Link to the CorePendium Study Guides
My name is Mac Brown. I am a core faculty at the John Peter Smith Emergency Department with a residency. I'm also Jess Mason's medical education fellow in my second year.
Speaker 2:So let's talk about exam prep and let's talk this time specifically, mostly to the residents how you get the most out of your residency. Very difficult time, very little time. How do you use that time to consolidate an enormous knowledge base so that you can go crush the exams? So we'll be talking about how to use study guides, how to use questions, which question banks to use and a whole bunch more. And this is important because the board exam pass rate has gone way down. It has plummeted. We need to really start focusing on this, because the last thing you want to do is fail this exam after all these years of training and the expense and the psychological warfare of not passing. So let's talk about it all.
Speaker 1:You're in Texas, yes sir, I'm in the old, the great Yeehaw state.
Speaker 2:Are you a Texan by birth or did you just end up there for residency?
Speaker 1:I grew up initially in Illinois, I went to college in the state of Washington and then I spent a couple of years in Arizona, california, ohio, and then I went to med school in Omaha, nebraska.

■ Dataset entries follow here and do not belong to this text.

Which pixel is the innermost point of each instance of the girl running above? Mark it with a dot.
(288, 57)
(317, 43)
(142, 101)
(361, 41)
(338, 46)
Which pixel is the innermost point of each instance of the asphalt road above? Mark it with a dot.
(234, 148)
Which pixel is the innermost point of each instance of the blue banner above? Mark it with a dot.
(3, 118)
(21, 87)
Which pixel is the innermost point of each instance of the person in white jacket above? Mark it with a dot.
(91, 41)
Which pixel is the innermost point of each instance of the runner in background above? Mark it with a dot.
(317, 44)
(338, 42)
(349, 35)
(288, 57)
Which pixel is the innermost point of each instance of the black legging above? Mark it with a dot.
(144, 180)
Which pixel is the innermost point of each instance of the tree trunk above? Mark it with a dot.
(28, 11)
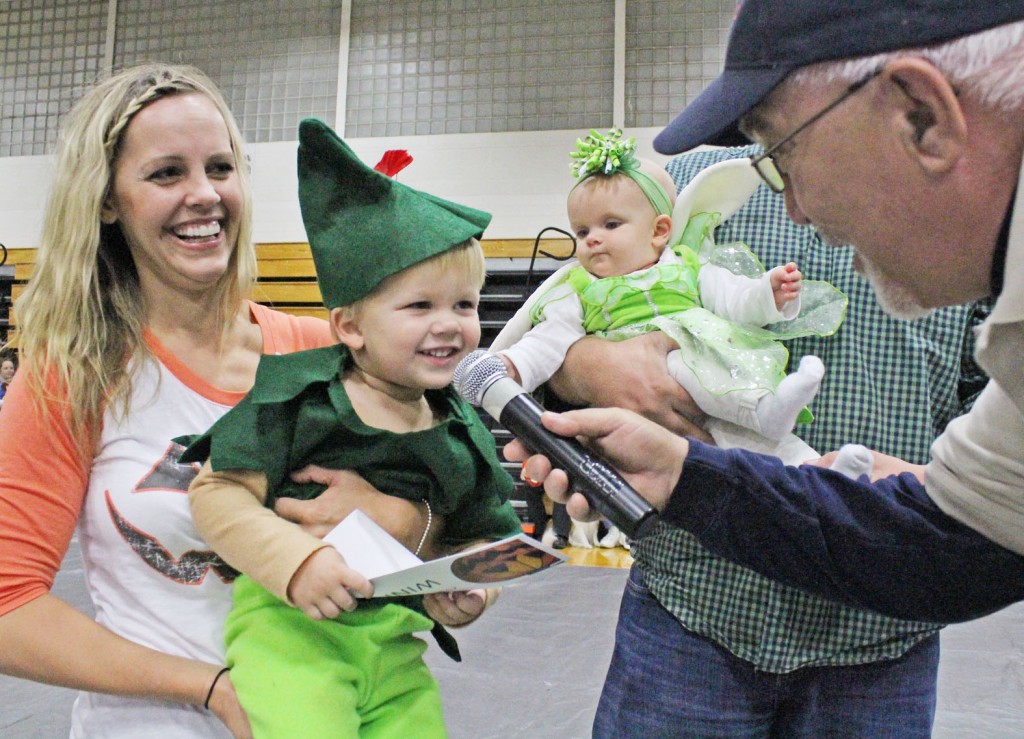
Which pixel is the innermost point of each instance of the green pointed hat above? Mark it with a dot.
(364, 226)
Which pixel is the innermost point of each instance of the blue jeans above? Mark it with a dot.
(667, 682)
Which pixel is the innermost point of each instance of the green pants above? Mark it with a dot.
(360, 675)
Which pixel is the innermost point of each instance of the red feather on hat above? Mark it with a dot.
(393, 162)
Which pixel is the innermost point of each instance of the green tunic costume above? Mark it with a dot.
(299, 414)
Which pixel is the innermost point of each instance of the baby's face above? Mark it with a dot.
(613, 223)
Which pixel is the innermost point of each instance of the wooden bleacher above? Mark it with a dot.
(288, 280)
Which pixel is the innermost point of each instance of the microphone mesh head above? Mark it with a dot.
(475, 374)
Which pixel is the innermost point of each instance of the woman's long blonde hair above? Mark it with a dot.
(81, 317)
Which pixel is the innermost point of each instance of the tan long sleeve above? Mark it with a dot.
(228, 511)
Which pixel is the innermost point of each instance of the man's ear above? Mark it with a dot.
(928, 115)
(344, 322)
(663, 229)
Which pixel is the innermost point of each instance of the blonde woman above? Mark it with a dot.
(135, 329)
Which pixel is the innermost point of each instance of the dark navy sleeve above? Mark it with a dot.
(884, 547)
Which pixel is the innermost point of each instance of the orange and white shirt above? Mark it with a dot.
(151, 576)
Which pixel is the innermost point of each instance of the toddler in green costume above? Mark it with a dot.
(638, 273)
(401, 272)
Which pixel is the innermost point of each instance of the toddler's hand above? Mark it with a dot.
(459, 608)
(785, 283)
(322, 584)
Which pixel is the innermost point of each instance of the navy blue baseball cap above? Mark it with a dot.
(772, 38)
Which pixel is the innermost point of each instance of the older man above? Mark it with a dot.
(884, 122)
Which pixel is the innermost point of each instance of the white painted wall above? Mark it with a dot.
(521, 178)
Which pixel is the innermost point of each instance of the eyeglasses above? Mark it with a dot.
(763, 163)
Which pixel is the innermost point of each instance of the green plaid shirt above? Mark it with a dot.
(889, 385)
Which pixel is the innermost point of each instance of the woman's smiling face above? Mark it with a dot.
(176, 194)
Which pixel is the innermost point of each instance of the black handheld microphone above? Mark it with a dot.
(482, 380)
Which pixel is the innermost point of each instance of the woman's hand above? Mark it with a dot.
(224, 704)
(631, 375)
(347, 491)
(459, 608)
(648, 457)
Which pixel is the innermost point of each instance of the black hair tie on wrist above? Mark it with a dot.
(206, 703)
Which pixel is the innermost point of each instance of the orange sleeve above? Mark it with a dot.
(42, 485)
(284, 334)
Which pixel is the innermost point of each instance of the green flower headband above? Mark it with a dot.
(607, 155)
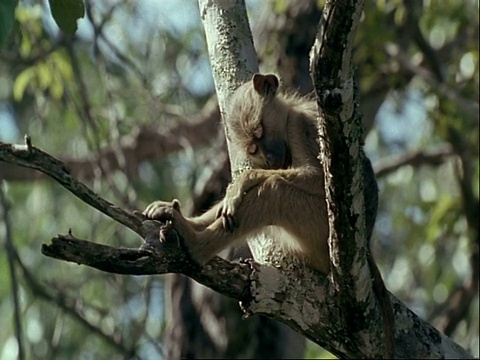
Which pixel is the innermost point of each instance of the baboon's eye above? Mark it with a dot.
(252, 148)
(258, 132)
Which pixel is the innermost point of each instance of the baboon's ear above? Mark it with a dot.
(265, 85)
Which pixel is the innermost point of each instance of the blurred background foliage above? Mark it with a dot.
(134, 66)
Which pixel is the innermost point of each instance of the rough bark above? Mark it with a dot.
(314, 305)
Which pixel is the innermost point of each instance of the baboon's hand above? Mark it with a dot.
(161, 210)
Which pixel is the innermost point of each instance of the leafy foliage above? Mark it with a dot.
(131, 65)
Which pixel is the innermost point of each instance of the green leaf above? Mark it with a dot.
(66, 13)
(21, 83)
(7, 16)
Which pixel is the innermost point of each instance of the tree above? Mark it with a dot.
(137, 226)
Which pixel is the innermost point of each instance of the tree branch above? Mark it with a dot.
(29, 156)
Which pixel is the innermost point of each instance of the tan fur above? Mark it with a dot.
(284, 187)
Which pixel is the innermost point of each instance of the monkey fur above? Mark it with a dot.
(278, 134)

Speaker 2:Wow, you've been around.
Speaker 1:It's fun to explore. Omaha is definitely not fun, but it's great to study in.
Speaker 2:Well, it turns out we're doing this Board of View course and I was talking to Jess Mason about it. She's like you got to talk to Mac Mac's all about the Board of View. He's really into this. So here we are. One of the things we want to do is not just a Board of View course but a continuously revised Board of View course, sort of an MRAP for Board of View, and one of the things that already has come up from a lot of people is please give us a guide to how to study for residency, how to study for boards, space repetition. You're all sort of everybody does the same thing. They throw up a board review course and say here it is, see you later, and nobody really goes through what they should be doing during residency and then how they should be keeping up. So you've got some thoughts on this. Tell us what the hell they are.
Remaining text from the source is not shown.